On Behalf of | May 30, 2018 | Felonies

Criminal trials are conducted according to strict procedural rules. One of the most important set of rules governs the admissibility in a trial of various types of evidence. These rules go by various names — in Massachusetts, they are called the Guide to Evidence — but they control the kinds of statements, exhibits and objects that can be presented to the jury in every type of trial, from felonies to minor traffic violations. One of the most complex rules is the so-called “hearsay rule.”

Hearsay is a statement made by a person while that person is not testifying as a witness at trial and that is offered to prove the truth of the matter asserted in the statement. The main purpose of the hearsay rule is to preserve the adverse party’s constitutional right to confront and question any witness call to testify against the party. A common example of hearsay is a witness who is called to testify that “Joe told me he committed the crime.” If Joe is not in the courtroom, he cannot be cross-examined and the statement cannot be admitted into evidence to prove Joe’s guilt.

The hearsay rule contains many qualifications and exceptions that are beyond the scope of this post.
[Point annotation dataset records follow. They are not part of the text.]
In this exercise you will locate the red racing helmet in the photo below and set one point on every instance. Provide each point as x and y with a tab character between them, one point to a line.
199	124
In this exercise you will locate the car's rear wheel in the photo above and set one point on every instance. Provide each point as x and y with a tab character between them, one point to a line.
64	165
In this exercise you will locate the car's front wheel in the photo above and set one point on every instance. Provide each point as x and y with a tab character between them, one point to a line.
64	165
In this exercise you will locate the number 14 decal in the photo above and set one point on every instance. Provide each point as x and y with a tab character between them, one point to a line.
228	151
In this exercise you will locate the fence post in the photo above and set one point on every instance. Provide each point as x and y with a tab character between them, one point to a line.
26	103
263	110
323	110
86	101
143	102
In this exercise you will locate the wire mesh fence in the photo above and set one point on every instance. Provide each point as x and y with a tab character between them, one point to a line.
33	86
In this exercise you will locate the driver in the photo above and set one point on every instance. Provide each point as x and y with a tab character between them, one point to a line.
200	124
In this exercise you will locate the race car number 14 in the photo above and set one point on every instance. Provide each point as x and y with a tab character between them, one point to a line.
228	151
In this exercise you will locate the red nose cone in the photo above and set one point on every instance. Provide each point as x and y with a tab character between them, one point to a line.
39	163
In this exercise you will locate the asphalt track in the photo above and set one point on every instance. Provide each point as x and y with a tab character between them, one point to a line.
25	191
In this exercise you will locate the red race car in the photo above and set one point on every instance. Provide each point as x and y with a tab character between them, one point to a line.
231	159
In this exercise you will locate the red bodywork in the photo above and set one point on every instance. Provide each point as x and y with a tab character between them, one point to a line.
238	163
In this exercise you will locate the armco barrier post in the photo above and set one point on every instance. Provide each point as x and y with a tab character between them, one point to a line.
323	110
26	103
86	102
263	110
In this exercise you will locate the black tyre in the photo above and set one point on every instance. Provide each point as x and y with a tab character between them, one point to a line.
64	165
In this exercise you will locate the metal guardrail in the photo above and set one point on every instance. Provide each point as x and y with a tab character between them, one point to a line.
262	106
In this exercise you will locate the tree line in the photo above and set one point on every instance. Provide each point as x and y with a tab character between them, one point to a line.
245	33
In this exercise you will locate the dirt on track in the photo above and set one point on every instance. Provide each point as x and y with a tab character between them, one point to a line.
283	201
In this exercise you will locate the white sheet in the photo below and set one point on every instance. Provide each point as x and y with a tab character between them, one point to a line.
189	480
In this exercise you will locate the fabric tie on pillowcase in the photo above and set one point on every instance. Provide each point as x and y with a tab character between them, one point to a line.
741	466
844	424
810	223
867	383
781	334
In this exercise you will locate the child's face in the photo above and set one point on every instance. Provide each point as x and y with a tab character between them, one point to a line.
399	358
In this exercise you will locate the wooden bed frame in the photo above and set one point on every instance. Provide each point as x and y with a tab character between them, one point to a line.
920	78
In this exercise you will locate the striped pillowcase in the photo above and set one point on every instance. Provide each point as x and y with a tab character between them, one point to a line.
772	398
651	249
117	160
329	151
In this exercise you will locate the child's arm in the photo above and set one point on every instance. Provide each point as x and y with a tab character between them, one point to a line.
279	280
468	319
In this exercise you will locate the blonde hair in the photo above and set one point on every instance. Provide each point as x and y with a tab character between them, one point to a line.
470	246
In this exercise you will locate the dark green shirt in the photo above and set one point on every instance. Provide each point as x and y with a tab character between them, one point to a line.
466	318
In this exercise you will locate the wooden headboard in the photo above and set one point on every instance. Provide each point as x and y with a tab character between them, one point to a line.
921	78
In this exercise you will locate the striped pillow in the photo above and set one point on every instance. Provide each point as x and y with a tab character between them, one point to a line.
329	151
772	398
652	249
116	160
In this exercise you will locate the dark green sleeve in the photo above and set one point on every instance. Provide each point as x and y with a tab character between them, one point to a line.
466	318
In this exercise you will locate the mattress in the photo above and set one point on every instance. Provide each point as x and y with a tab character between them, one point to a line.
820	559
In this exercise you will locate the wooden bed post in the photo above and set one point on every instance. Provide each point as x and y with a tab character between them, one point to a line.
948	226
Nevertheless, some exceptions can be briefly mentioned. The statement of an adverse party is not hearsay. Some out-of-court statements are not offered to prove the truth of the matter asserted in the statement, and therefore are not considered hearsay. For example, “Joe told me not to tell anyone about the crime” is not hearsay because Joe’s out-of-court statement is not factual. The statement is offered to prove what Joe said because that statement may reflect upon Joe’s guilt.

A solid command of the rules of evidence is part of every criminal defense. Sometimes, the prosecutor’s entire case rests upon a single hearsay statement. If the defense can persuade the judge to exclude that statement, the entire case against the defendant may collapse.